Quinta, 08 de Dezembro de 2016

OPINIÃO

Maria Luiza Azzalini Medeiros: "Remédio amargo ou precipício econômico "

Professora

29 NOV 2016Por 01h:00

A corrupção corporativa simbiótica endêmica já contaminou todos os cestos, pressiona e tem sentimentos primitivos contra a equipe do Juiz Sergio Moro, tenta-se até pressionar a Procuradoria Geral da República (PEG), é o absurdo dos absurdos! Isso só pode acontecer em nosso país, até crime organizado recebe apoio na maior cara de pau, vergonhoso! A corrupção nega tudo, diz que não sabe de nada, para ela tudo é perseguição e mentira dos investigadores, é santa mesmo.

Segundo a mídia defesas são até pombos-correios, movimentam até dinheiro do crime organizado. Quanta falta de vergonha e de ética! Ameaça-se até servidores da Justiça no cumprimento do seu dever. O BNDES ainda é uma caixa preta jogada no gramado, precisa ser aberta, assim como também a Previdência Social, aí então ver-se-ão os rombos  de cifras bilionárias, o insuflamento dos menos esclarecidos pela lavagem cerebral ideológica, que não cessa de ser feita como sempre aconteceu, a gastança de governos é fácil quando os recursos são do suor do contribuinte.

Está faltando mesmo o fim do foro privilegiado, o enxugamento dos poderes, quanto às reformas políticas, elas têm que ser profundas, preferencialmente com apenas três partidos: direita, esquerda e moderado, não mais do que isso. Um número excessivo de partidos com nomes de fantasia com a mesma ideologia, isso só confunde o eleitor, porque uma sociedade em que grande parcela dela é medíocre e mergulhada no analfabetismo político e funcional manipulada ideologicamente como vimos em parcela da juventude, como podemos ter eleições e governos legítimos nessas condições? E ainda alguns querem levar debates políticos à sociedade, de que adianta? Os mesmos que tentam implantar seu projeto de domínio e poder ideológico.

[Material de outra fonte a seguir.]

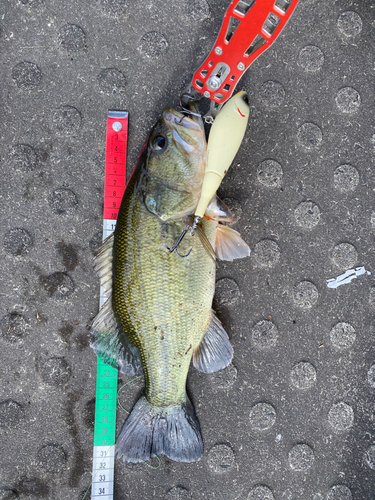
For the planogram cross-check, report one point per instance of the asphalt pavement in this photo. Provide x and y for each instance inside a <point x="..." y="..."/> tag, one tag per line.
<point x="293" y="417"/>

Bolivarianos e totalitários continuam tentando dissimular e induzir, agora estão cheios de opiniões na tribuna, quando estavam no poder estavam só no populismo, manipulando os outros. Chega de confundir uma sociedade sem Educação de qualidade, combatem tanto a PEC 55/2016 o único remédio amargo para combater o abismo econômico a que fomos lançados e o endividamento da nação, agora estão tão preocupados com a Saúde, Educação, querem referendo popular, como? Se parcela dessa mesma sociedade é analfabeta política, falam em Constituição cidadã, que também já foi contaminada, atualmente só se quer mesmo é servir-se da Nação, pouco se importando com o desenvolvimento nacional.

O populismo bolivariano e totalitário, comentam sobre a crise como se ela estivesse surgido do nada, achavam que o país era um poço de recursos inesgotáveis e que poderiam beber desse poço eternamente. Bem sabiam que estavam sangrando esse gigante que iria cair sobre seus joelhos com um déficit de R$ 55 bilhões, 22,9 milhões de desempregados atingindo um percentual bastante significativo do PIB em 2016.

Democracia não é libertinagem e nem frouxidão, alguns dizem que as autoridades judiciárias devem conduzir os investigados comedidamente e não podem ser constrangidos, porque senão é abuso de autoridade, isso para os  brasileiros conscientes é o dito faz- de- conta, porque a corrupção é especialista em não deixar pistas dos seus atos ilícitos, confia nas brechas de algumas leis  dúbias ou na impunidade corporativa, aí então se diz que é autoritarismo do Estado, assim dessa maneira a corrupção vai receber troféu de ilustre cidadã.

Se por acaso a justiça terrena cometer alguma injustiça, essa será reparada pela Justiça Divina, assim é e sempre será a coerência e a ética, o cidadão corrupto é diferente do cidadão comum ético. É preciso que compreendamos isso, com discernimento das intenções que a matéria requer, nas questões das mudanças no processo educacional brasileiro a sociedade consciente acha que os conteúdos de 1º e 2º graus precisam ser únicos em todo o território nacional e não a regionalização deles, como alguns propõem.